US Stocks Edge up, British Pound Retreats
Wall Street stocks edged higher Wednesday following more dovish Federal Reserve signals, while the British pound declined after a ratings agency warned it could downgrade Britain due to the risk of a “hard” Brexit.
The Fed minutes lent color to the central bank’s decision of January 30 to keep interest rates steady, and confirmed a cautious stance towards further tightening made clear by Fed Chairman Jerome Powell.
The minutes noted that amid rising global risks and concerns about trade tensions, US growth would “step down” from last year’s rapid pace. “Anyone thinking maybe the Fed did not intend to send the message Powell delivered at the press conference can stop wondering,” FTN Financial economist Chris Low said. “The Fed really is on long-term hold and the next policy move really could be a cut.”
— Charles V Payne (@cvpayne) December 12, 2018
US stocks rose just after the minutes were released at 1900 GMT but pulled back after that around the same time President Donald Trump renewed his threat to impose tariffs on European auto imports if no new trade deal is reached with the EU. The S&P 500 finished up 0.2 percent. European and Asian bourses rose on the heels of a positive Wall Street session Tuesday amid optimism over US-China trade talks.
But the pound was under pressure as Fitch warned it could slash Britain’s credit rating due to the economic hit from a potential no-deal Brexit. A British departure from the European Union without a divorce agreement would put the country at risk of “substantial disruption to UK economic and trade prospects, at least in the near term,” Fitch said. The action came as Prime Minister Theresa May met with European Commission President Jean-Claude Juncker in Brussels, a round that yielded no major breakthrough.

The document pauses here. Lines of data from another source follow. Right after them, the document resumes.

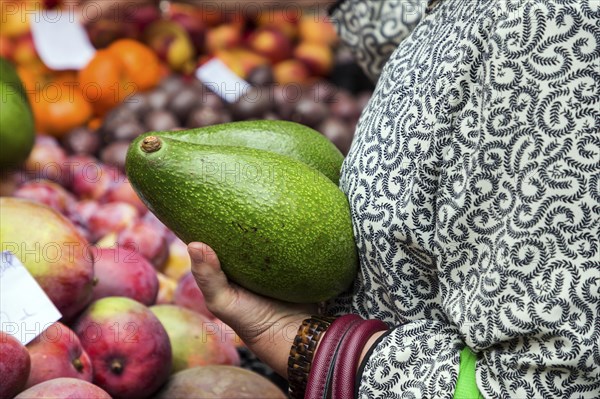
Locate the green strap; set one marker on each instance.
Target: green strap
(466, 386)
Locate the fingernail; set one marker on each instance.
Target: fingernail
(196, 252)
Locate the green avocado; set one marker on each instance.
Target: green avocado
(280, 228)
(17, 131)
(8, 75)
(286, 138)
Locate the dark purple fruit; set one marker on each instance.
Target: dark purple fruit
(160, 120)
(339, 132)
(138, 104)
(270, 115)
(285, 99)
(206, 116)
(310, 113)
(322, 92)
(171, 85)
(183, 102)
(345, 107)
(114, 154)
(210, 99)
(81, 141)
(252, 104)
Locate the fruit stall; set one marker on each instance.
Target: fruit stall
(98, 299)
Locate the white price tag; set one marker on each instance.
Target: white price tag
(60, 40)
(219, 78)
(25, 309)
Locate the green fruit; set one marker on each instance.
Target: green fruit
(286, 138)
(17, 131)
(9, 75)
(279, 227)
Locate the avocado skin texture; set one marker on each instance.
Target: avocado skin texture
(280, 228)
(17, 129)
(286, 138)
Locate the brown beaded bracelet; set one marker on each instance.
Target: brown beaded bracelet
(302, 352)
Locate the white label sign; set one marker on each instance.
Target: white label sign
(25, 309)
(60, 40)
(219, 78)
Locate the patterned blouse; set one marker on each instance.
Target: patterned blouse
(474, 184)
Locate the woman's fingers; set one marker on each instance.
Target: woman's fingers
(206, 269)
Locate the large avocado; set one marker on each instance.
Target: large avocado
(280, 228)
(17, 131)
(286, 138)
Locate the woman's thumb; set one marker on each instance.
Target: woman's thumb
(206, 269)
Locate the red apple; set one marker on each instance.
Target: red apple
(51, 249)
(47, 193)
(222, 37)
(121, 191)
(143, 238)
(67, 388)
(317, 29)
(123, 272)
(188, 295)
(156, 224)
(195, 339)
(290, 72)
(112, 217)
(166, 289)
(81, 212)
(14, 366)
(57, 353)
(129, 347)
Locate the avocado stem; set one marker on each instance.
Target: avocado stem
(151, 144)
(116, 366)
(78, 365)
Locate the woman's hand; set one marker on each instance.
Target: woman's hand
(266, 326)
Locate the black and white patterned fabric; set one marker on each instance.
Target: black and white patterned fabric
(474, 184)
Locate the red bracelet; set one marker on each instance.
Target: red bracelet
(344, 371)
(320, 371)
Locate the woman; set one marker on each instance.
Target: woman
(474, 184)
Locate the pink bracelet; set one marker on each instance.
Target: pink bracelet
(319, 375)
(344, 371)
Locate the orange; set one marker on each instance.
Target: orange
(104, 81)
(141, 63)
(59, 107)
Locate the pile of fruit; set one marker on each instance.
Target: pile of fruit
(134, 321)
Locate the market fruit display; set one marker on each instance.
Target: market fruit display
(124, 272)
(68, 388)
(15, 365)
(281, 228)
(52, 250)
(129, 347)
(219, 382)
(188, 295)
(16, 120)
(282, 137)
(195, 339)
(57, 353)
(142, 80)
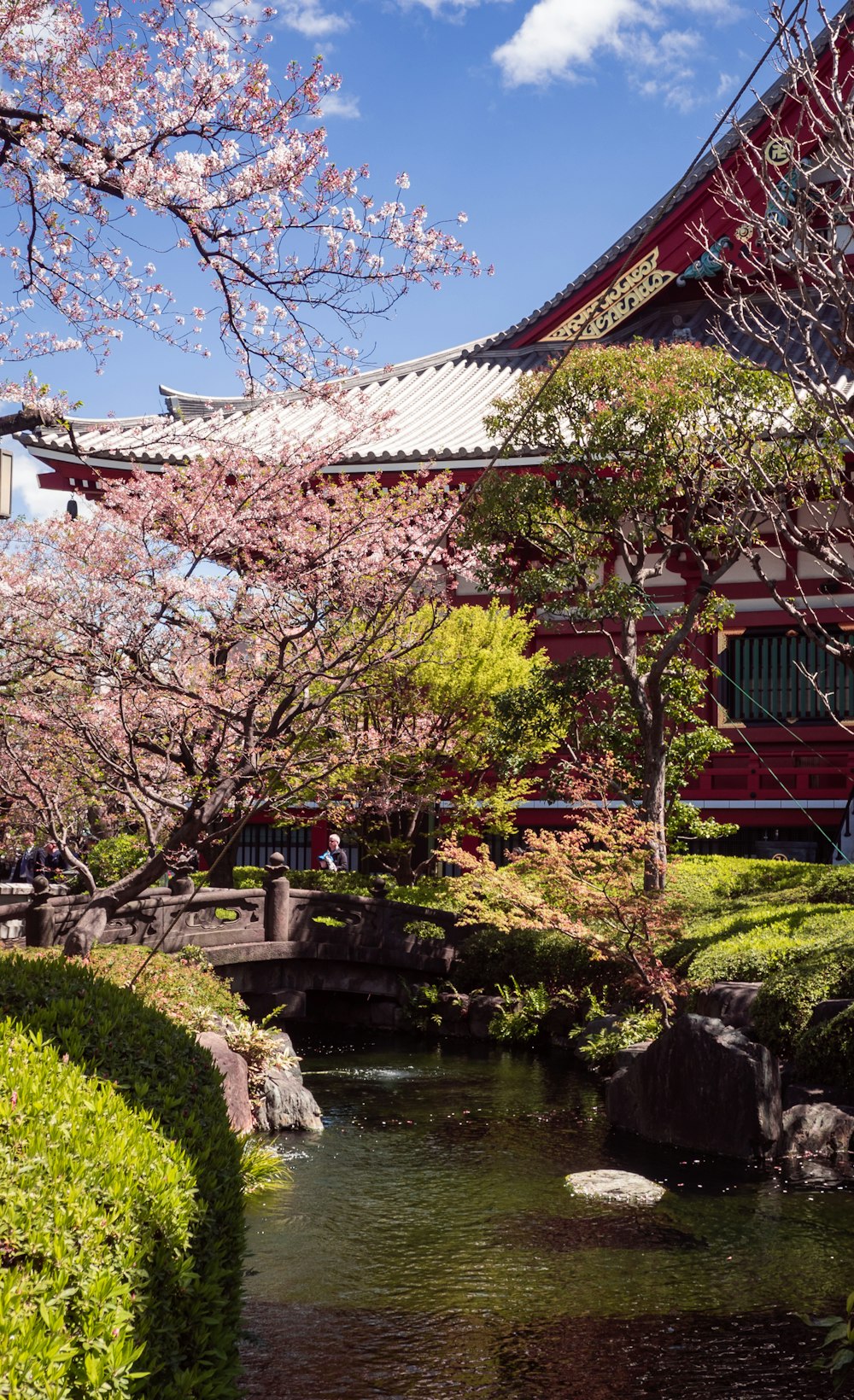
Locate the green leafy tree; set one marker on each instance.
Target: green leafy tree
(448, 738)
(648, 451)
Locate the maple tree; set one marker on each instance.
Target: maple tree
(648, 450)
(124, 124)
(586, 883)
(450, 735)
(182, 656)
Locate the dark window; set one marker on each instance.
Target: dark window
(258, 843)
(766, 676)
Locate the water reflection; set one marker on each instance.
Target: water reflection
(429, 1249)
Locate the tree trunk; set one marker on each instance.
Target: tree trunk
(652, 798)
(105, 903)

In a further blow to May, three MPs on Wednesday quit Britain’s governing Conservatives over Brexit, saying the issue had “re-defined” the party and was “undoing all the efforts to modernise it”. With less than six weeks until Brexit day, fears are rising that Britain could crash out of the EU without a deal.
Among individual companies, British supermarket giant Sainsbury plunged 18.7 percent after UK regulators warned that a planned mega-merger with Walmart-owned Asda raised “extensive competition concerns” and could spark higher prices and less choice. Walmart lost 2.3 percent during the US session. US-traded shares of UBS sank 3.6 percent after a Paris court fined the Swiss banking giant 3.7 billion euros ($4.2 billion) for encouraging customers to commit tax fraud.
Meanwhile, American Airlines, United Continental and Delta Air Lines all lost about one percent after smaller rival Southwest Airlines said the US government shutdown dented business more than previously thought. Southwest now expects a revenue hit of $60 million, up from the previous projection of $10 to $15 million. Shares of Southwest slumped 5.7 percent.